Эта окаянная поперечная царапина на губах не подружилась со столовским омлетом и снова лопнула. И вот сейчас, сколько бы я не умывалась, кровотечение не останавливается.

      Выхожу из туалета прямо в круг собравшихся колясников.

      — Мама Зо! Ты только что сожрала чей-то труп, а с нами не поделилась? — спешит уточнить Дорогуша, снимая с головы свою неизменную шляпу. — Мир праху попавшего под раздачу.

      — Судя по кровище на губах и зубах, труп отчаянно сопротивлялся. Это наша вечная ошибка — недооценивать недобитость потенциального обеда. Мы его кушать, а он нам — шеи сворачивать. Поэтому мы все… такие уязвимые! — вздыхает Ангел. Закатывает глаза и начинает слезливо всхлипывать над собственной последней фразой.

      — Помалкивай, «уязвимый», — с сомнением осекает его Бабочка и тут же переводит для меня: — Это были слова сочувствия.

      — Я так и поняла, — усмехаюсь я и снова морщусь. — Умф! Говорить больно… Спасибо, ребят.

      Конь стоит поодаль от колясников и нервно бьёт копытом.

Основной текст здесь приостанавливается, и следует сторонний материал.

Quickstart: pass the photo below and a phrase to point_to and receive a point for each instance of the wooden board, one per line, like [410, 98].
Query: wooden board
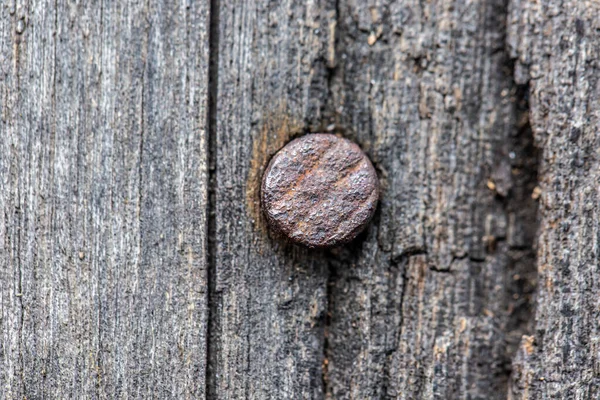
[431, 304]
[557, 47]
[134, 258]
[103, 195]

Как только наши взгляды пересекаются, он поджимает губы.

      — Ты меня не простишь, я знаю, — наконец, говорит он, в момент, когда я прохожу мимо.

      — За то, что ты меня изуродовал? — уточняю я из-под ладони с окровавленной салфеткой у рта.
Конь виновато опускает гривастую башку. Невесело усмехается.

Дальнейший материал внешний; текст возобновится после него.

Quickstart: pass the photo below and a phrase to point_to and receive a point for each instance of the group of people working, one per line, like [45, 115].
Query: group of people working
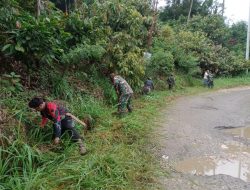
[63, 120]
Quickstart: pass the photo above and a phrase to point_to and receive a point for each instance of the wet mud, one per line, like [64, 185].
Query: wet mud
[205, 141]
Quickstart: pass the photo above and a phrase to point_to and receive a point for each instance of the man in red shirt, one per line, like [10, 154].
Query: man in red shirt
[61, 121]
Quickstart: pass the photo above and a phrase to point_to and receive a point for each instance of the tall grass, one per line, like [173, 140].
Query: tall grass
[119, 152]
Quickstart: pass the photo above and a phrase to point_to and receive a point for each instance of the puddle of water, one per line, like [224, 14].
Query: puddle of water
[236, 164]
[240, 132]
[211, 166]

      — Я, получается, наказал самого себя. Думаешь, мне самому не стрёмно каждый день смотреть на свои «труды» у тебя на лице? Смотреть и понимать, какое я, на самом деле, дерьмо?

      Слова главного бандерлога Третьей заставляют меня остолбенеть. Удивлённо оборачиваюсь. Мгновенно нахожусь с ответом.

      — Да ладно тебе. Это жизнь. Третья быстро впечатала мне в табло свой штамп собственности, не успела я толком у вас освоиться.

      — Не «у вас», а «у нас», — тут же поправляют меня слушатели.

      — Я даже загордилась немножко. Но, должна признаться, это было очень больно.

      — Ну чё ты сразу «табло"-то? Лицо, — бубнит Конь, продолжая трясти опущенной гривастой башкой.

      — Какая сентиментальность! — не выдерживает Дорогуша, подъехавший к нам ближе всех. Смеётся фальцетом. Неприятно и жутко. — Короче, в стае — стайные порядки. И Зо, и все мы об этом помним. Поэтому, — Дорогуша смотрит на меня прорисованными синяками вокруг глаз, — могла бы и поделиться съеденным трупом.

      — Да тебе полтонны косметики из Наружности притащили и новые цвета мулине! А тебе всё мало?

      — Зависть, Ангел, плохое чувство.

      — И кто это тут завидует? Я? Я?! Ты на себя сначала посмотри!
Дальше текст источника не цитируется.